Tumor vessels: shut them down or repair them?
Previous cancer therapies aimed at tumor angiogenesis were developed with a simple hypothesis: kill the blood vessels that feed a tumor, and tumor cells starve and die. While drugs engineered to slow or halt angiogenesis have been somewhat successful, tumor cells are notoriously adept at surviving in the nutrient and oxygen-deprived environment. So, anti-angiogenic drugs are one possible weapon in medicine's arsenal against tumors, but others are needed.

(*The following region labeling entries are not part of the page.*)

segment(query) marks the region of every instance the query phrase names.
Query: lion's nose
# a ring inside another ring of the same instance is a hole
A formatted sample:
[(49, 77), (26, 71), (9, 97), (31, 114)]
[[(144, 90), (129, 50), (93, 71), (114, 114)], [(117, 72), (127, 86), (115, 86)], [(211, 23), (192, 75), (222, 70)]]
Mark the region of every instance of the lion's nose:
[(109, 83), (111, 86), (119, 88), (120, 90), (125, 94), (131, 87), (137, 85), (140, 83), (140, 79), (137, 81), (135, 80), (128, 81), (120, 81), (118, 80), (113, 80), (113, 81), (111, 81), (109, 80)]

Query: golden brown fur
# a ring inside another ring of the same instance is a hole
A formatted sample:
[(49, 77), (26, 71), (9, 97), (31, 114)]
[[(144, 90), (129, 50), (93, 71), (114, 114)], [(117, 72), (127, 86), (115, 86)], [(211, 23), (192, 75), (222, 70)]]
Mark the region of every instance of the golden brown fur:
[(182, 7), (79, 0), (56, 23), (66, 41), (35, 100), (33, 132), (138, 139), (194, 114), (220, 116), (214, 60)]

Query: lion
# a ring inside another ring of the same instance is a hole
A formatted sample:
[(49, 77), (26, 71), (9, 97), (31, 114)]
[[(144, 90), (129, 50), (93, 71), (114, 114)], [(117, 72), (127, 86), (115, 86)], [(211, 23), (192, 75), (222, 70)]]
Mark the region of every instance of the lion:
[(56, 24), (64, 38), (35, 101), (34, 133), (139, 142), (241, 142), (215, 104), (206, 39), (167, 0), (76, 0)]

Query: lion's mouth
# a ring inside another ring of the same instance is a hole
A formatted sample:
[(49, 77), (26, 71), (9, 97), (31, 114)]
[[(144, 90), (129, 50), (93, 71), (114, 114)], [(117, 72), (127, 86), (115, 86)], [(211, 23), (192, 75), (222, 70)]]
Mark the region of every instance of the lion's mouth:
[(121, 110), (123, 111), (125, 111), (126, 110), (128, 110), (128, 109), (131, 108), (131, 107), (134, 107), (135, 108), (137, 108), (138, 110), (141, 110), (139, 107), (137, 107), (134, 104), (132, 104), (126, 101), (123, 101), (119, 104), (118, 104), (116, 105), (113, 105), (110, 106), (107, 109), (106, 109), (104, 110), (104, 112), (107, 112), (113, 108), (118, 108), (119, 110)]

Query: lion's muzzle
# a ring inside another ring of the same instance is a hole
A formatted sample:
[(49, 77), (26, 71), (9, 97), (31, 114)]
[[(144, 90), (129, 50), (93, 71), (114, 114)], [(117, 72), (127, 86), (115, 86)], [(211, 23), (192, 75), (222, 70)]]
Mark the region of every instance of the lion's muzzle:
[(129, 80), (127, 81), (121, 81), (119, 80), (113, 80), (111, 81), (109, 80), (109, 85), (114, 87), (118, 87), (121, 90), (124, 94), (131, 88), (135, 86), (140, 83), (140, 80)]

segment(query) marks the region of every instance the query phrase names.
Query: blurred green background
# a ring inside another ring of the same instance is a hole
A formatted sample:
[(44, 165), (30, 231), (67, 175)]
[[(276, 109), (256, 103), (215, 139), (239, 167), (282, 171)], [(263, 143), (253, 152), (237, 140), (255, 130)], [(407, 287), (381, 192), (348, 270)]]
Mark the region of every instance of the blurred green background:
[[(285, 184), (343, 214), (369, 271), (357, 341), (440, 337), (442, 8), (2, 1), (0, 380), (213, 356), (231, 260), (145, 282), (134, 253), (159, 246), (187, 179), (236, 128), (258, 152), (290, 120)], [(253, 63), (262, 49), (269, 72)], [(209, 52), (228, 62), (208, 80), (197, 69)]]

Komatsu's strategy is based on a new understanding of one particular protein, called R-Ras. He and his team found that R-Ras helps blood vessels mature. The protein is found at high levels in normal, mature blood vessels. Tumor blood vessels, on the other hand, usually have very low R-Ras levels, accounting for their immature nature.
To examine the importance of R-Ras in tumor vessel maturation, Komatsu and his team tried boosting the protein in mice.
"Tumor vessels are chronically immature because they lack R-Ras," said Komatsu. "We found that if we introduce R-Ras there, we are able to normalize the blood vessel in the tumor environment—improving vessel structure and function."